Undefined behaviour and nasal demons, or, do not meddle in the affairs of optimizers

Discussions on undefined behaviour often degenerate into vague mumblings about “nasal demons”. This comes from a 1992 usenet post on comp.lang.c, where the poster “quotes” the C89 standard (this is oddly hard to find now) as:

“1.6 Definitions of Terms
In this standard, … “shall not” is to be interpreted as a prohibition
* Undefined behavior — behavior, upon use of a nonportable or erroneous program construct, … for which the standard imposes no requirements. Permissible undefined behavior ranges from ignoring the situation completely with unpredictable results, to having demons fly out of your nose.”

John F. Woods

Essentially what he means is that the compiler is allowed to do anything, including things which seem completely nonsensical. Usually you feel you have a handle on what sort of things the compiler might do, but sometimes it can do some very unexpected things. Of course they make sense in the compiler’s internal logic and are not incorrect, but it can take a long time to figure out what line of reasoning led the compiler to its decision.
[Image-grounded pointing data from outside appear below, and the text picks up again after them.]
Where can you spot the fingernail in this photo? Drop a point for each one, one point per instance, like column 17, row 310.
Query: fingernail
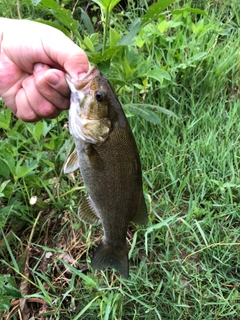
column 81, row 75
column 37, row 67
column 52, row 79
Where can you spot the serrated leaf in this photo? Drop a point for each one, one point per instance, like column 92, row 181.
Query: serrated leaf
column 156, row 108
column 55, row 25
column 154, row 11
column 192, row 10
column 87, row 22
column 63, row 15
column 145, row 113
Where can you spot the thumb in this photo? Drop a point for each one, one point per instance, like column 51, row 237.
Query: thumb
column 66, row 53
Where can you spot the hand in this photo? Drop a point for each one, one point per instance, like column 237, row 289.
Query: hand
column 33, row 61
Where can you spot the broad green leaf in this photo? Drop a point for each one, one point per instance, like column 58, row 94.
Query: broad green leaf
column 38, row 129
column 3, row 185
column 159, row 75
column 154, row 11
column 114, row 37
column 5, row 119
column 106, row 5
column 88, row 43
column 95, row 58
column 4, row 169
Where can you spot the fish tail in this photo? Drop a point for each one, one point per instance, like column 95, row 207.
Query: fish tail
column 107, row 256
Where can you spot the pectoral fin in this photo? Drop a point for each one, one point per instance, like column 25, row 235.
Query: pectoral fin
column 88, row 213
column 72, row 163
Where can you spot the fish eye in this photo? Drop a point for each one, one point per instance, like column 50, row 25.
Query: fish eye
column 99, row 95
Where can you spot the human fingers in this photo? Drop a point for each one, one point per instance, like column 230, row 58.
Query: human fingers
column 52, row 85
column 31, row 106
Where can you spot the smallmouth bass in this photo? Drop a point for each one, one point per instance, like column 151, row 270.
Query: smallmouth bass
column 107, row 156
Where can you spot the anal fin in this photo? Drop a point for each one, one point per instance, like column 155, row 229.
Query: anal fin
column 87, row 212
column 72, row 163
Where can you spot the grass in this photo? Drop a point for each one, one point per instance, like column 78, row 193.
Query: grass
column 185, row 263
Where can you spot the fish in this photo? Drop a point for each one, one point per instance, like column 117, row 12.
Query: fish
column 106, row 154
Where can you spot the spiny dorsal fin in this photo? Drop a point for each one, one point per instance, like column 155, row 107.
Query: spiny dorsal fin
column 87, row 212
column 72, row 163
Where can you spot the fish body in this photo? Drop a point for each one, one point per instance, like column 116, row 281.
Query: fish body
column 110, row 166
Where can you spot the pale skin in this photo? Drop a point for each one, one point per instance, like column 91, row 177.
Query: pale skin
column 34, row 59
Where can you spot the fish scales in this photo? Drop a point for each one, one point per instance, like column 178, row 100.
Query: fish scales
column 111, row 172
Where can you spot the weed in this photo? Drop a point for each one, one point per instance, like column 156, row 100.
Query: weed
column 177, row 76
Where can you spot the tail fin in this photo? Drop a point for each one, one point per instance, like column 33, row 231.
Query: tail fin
column 106, row 256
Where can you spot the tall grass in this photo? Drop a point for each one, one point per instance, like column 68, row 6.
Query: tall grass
column 185, row 263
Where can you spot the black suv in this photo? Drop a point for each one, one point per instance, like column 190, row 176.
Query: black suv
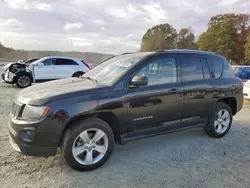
column 127, row 97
I have a nice example which was investigated and distilled down to a minimal example by my friend David McCabe who kindly allowed me to post it here (I’ve changed it slightly). The example involves accidental memory scribbling in the context of derived classes (so the vtable pointers get scribbled over) where the compiler can inline enough to “see” the scribbling and then reason about it.

Here is the code snippet (and Godbolt link to peruse):

#include <cstring>

void e();
void f();
void g();

class A {
public:
    virtual ~A() = default;
};

class B : public A {
public:
    virtual void x() {f();};
};


void r(A* a) {
    B c;
    std::memcpy(static_cast<void*>(a), static_cast<const void*>(&c), sizeof(A));
}

int main() {
    A a;
    r(&a);
    e();
    ((B*)&a)->x();
    g();
}

So, what’s going on, or what’s supposed to be going on? And by “supposed”, I mean what would one think a compiler with no optimizations most likely do, given what I know about how C++ code translates to unoptimized assembly.
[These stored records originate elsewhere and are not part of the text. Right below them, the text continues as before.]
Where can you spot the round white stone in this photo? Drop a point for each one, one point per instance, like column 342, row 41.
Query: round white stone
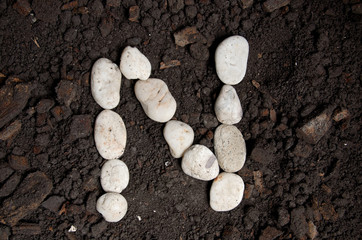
column 135, row 65
column 179, row 137
column 230, row 148
column 226, row 192
column 110, row 135
column 231, row 58
column 114, row 176
column 112, row 206
column 156, row 99
column 106, row 83
column 227, row 106
column 200, row 163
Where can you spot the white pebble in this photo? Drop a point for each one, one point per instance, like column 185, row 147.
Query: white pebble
column 227, row 106
column 156, row 99
column 114, row 176
column 179, row 137
column 135, row 65
column 230, row 148
column 110, row 135
column 112, row 206
column 106, row 83
column 226, row 192
column 200, row 163
column 231, row 58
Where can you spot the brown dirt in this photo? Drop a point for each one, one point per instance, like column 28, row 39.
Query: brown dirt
column 304, row 59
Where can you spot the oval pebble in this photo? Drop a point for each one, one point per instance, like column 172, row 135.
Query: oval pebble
column 230, row 149
column 231, row 58
column 114, row 176
column 135, row 65
column 200, row 163
column 179, row 137
column 227, row 106
column 156, row 99
column 106, row 83
column 110, row 135
column 226, row 192
column 112, row 206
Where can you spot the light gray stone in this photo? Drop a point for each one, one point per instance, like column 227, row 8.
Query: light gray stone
column 231, row 59
column 110, row 135
column 112, row 206
column 226, row 192
column 114, row 176
column 200, row 163
column 230, row 148
column 106, row 83
column 227, row 106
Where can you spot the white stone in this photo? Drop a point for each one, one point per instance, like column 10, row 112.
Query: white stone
column 231, row 58
column 112, row 206
column 114, row 176
column 226, row 192
column 227, row 106
column 179, row 137
column 110, row 135
column 200, row 163
column 106, row 83
column 230, row 149
column 156, row 100
column 135, row 65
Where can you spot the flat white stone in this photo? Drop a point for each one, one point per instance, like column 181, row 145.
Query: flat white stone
column 226, row 192
column 231, row 58
column 135, row 65
column 227, row 106
column 230, row 149
column 110, row 134
column 156, row 100
column 112, row 206
column 179, row 137
column 106, row 83
column 200, row 163
column 114, row 176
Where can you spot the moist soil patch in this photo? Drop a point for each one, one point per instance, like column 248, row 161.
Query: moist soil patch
column 304, row 72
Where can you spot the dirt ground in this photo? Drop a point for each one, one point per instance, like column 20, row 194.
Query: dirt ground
column 304, row 69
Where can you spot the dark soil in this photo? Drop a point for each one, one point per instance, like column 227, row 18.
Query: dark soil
column 304, row 59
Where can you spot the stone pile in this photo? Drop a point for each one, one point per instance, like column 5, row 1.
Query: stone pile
column 198, row 161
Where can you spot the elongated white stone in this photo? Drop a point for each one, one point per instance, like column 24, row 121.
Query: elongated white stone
column 135, row 65
column 114, row 176
column 231, row 58
column 226, row 192
column 106, row 83
column 227, row 106
column 200, row 163
column 179, row 137
column 110, row 135
column 156, row 100
column 230, row 148
column 112, row 206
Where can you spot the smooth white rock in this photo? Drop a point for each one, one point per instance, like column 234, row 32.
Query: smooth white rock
column 106, row 83
column 227, row 106
column 200, row 163
column 114, row 176
column 179, row 137
column 156, row 100
column 135, row 65
column 110, row 134
column 231, row 58
column 112, row 206
column 226, row 192
column 230, row 148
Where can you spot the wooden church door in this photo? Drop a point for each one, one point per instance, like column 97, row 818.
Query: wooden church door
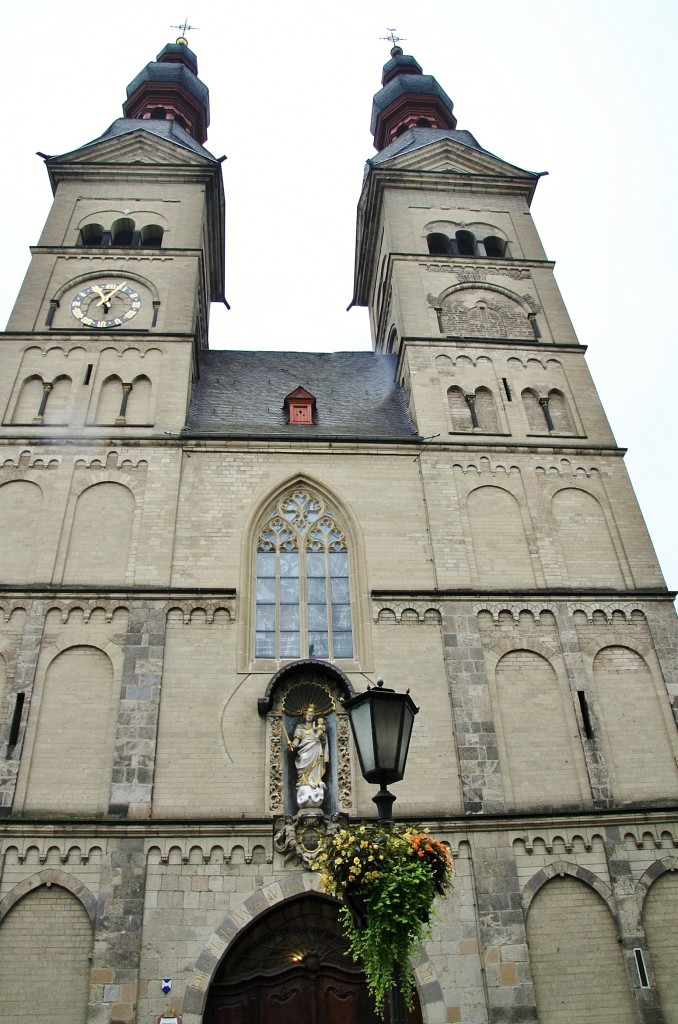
column 293, row 968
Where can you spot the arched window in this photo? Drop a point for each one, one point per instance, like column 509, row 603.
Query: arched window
column 466, row 243
column 495, row 247
column 302, row 591
column 151, row 237
column 91, row 235
column 122, row 232
column 438, row 244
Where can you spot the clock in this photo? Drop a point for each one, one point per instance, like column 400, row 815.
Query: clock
column 108, row 303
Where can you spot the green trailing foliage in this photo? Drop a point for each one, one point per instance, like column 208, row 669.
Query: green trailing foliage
column 388, row 881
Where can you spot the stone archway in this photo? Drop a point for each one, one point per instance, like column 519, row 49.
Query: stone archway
column 293, row 964
column 286, row 889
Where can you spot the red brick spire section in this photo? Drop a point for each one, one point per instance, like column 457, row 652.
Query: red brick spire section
column 408, row 99
column 168, row 89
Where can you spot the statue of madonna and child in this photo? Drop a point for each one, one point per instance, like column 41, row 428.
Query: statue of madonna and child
column 309, row 744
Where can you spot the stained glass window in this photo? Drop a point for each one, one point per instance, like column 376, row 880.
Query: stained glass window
column 302, row 592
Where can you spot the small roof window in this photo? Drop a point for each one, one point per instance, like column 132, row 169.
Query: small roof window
column 299, row 406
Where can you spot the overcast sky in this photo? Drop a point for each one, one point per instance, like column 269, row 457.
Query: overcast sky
column 584, row 89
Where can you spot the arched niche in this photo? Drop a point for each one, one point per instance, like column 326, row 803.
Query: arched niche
column 635, row 739
column 20, row 507
column 100, row 536
column 579, row 514
column 306, row 725
column 72, row 735
column 45, row 943
column 500, row 542
column 575, row 956
column 537, row 731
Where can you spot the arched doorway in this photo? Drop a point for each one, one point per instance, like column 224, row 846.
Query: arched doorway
column 293, row 966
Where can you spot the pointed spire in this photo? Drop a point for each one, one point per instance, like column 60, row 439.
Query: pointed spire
column 408, row 99
column 168, row 89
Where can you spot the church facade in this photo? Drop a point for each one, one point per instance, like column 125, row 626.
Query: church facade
column 204, row 552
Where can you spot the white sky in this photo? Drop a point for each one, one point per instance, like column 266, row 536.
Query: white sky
column 585, row 89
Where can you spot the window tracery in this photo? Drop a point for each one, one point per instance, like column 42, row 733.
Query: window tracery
column 302, row 586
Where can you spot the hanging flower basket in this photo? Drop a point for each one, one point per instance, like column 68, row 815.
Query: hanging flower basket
column 388, row 882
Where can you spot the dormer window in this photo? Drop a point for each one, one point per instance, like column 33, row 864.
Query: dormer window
column 299, row 406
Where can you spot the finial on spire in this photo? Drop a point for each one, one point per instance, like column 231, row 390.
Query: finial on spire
column 393, row 40
column 182, row 41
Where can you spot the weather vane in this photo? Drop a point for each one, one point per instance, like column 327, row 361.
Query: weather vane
column 392, row 38
column 185, row 27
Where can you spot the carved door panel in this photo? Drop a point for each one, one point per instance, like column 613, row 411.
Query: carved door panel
column 341, row 1000
column 296, row 997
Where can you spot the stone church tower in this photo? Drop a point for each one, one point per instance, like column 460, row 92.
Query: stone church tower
column 203, row 551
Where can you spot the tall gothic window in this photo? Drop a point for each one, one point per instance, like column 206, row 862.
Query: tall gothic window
column 302, row 592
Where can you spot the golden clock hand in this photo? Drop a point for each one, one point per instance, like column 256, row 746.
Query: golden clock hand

So, we have a base class with a vtable, A, and in main create an instance a. Note that A and the derived class B, happen to be the same size (the size of the vtable pointer). The function r is the memory scribbler: it creates an instance of B and memcpy()s it over A. In an intuitive way, the instance a has been turned into an instance of b, because it’s had its vtable pointer changed to a B vtable pointer. This is really the only thing at a low level which actually causes these types to be different, so if you were to cast a pointer to a to a B pointer, it should now work as a B and you can make the virtual function call x on it.

And that’s what main does. The only purpose of e, f, and g are to place markers in the generated code so we can see what’s run.
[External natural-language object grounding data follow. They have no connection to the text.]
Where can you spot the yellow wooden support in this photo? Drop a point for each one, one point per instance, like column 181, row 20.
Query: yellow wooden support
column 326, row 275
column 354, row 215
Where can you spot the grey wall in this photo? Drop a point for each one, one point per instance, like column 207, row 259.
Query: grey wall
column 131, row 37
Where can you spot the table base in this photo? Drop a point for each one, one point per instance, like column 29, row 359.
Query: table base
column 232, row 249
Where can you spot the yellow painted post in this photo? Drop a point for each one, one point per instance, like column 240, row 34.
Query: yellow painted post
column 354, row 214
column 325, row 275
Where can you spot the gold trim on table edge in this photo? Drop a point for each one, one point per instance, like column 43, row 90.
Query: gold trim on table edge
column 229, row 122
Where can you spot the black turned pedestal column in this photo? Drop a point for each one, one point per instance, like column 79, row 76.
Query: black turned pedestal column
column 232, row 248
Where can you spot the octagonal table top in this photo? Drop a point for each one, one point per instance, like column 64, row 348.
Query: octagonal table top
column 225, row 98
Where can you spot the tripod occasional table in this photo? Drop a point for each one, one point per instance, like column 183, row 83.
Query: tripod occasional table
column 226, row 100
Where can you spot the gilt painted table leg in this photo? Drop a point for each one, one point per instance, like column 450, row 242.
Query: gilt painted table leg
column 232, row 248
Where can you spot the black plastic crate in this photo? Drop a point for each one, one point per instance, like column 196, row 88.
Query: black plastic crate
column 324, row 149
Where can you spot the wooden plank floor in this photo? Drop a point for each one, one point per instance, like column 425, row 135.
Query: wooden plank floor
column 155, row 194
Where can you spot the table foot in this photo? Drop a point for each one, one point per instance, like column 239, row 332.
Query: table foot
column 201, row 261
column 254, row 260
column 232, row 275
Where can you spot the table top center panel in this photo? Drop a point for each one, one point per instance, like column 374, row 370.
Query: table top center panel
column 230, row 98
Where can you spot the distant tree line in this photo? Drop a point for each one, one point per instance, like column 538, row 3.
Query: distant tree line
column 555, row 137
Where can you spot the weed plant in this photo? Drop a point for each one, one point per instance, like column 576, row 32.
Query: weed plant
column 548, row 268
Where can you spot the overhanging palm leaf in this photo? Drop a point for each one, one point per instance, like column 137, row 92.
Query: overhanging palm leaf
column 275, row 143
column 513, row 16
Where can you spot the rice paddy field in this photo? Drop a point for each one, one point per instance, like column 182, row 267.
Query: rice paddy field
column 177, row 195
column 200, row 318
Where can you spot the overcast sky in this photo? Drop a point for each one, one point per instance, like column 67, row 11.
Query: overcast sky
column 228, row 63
Now, scribbling over vtables is wildly ridiculously undefined, and nasal demons my fly (spoiler alert: they do). And you also add in some stubs for e, f and g in a separate source file (to prevent it optimizing) like this:

#include <iostream>
void e(){ std::cerr << "e\n"; }
void f(){ std::cerr << "f\n"; }
void g(){ std::cerr << "g\n"; }

then compile and run it (first without optimization), and it prints:

e
f
g

which is what you might expect. But what about with optimizations? On my machine (gcc 7.5.0), if I compile the main file with -O3 and the stubs with no optimization, it prints out:

e
e
⋮
<repeats for a total of 37401 e's>
⋮
e
Segmentation fault (core dumped)

These are the nasal demons. How on earth can the optimizer have turned that code into a loop and a segfault? It turns out it makes sense, but only after a lot of investigation. But first I’m going to consider some other cases before getting on to gcc with -O3. The Godbolt link, does nice colourisation so you can see which program lines match to which assembly lines.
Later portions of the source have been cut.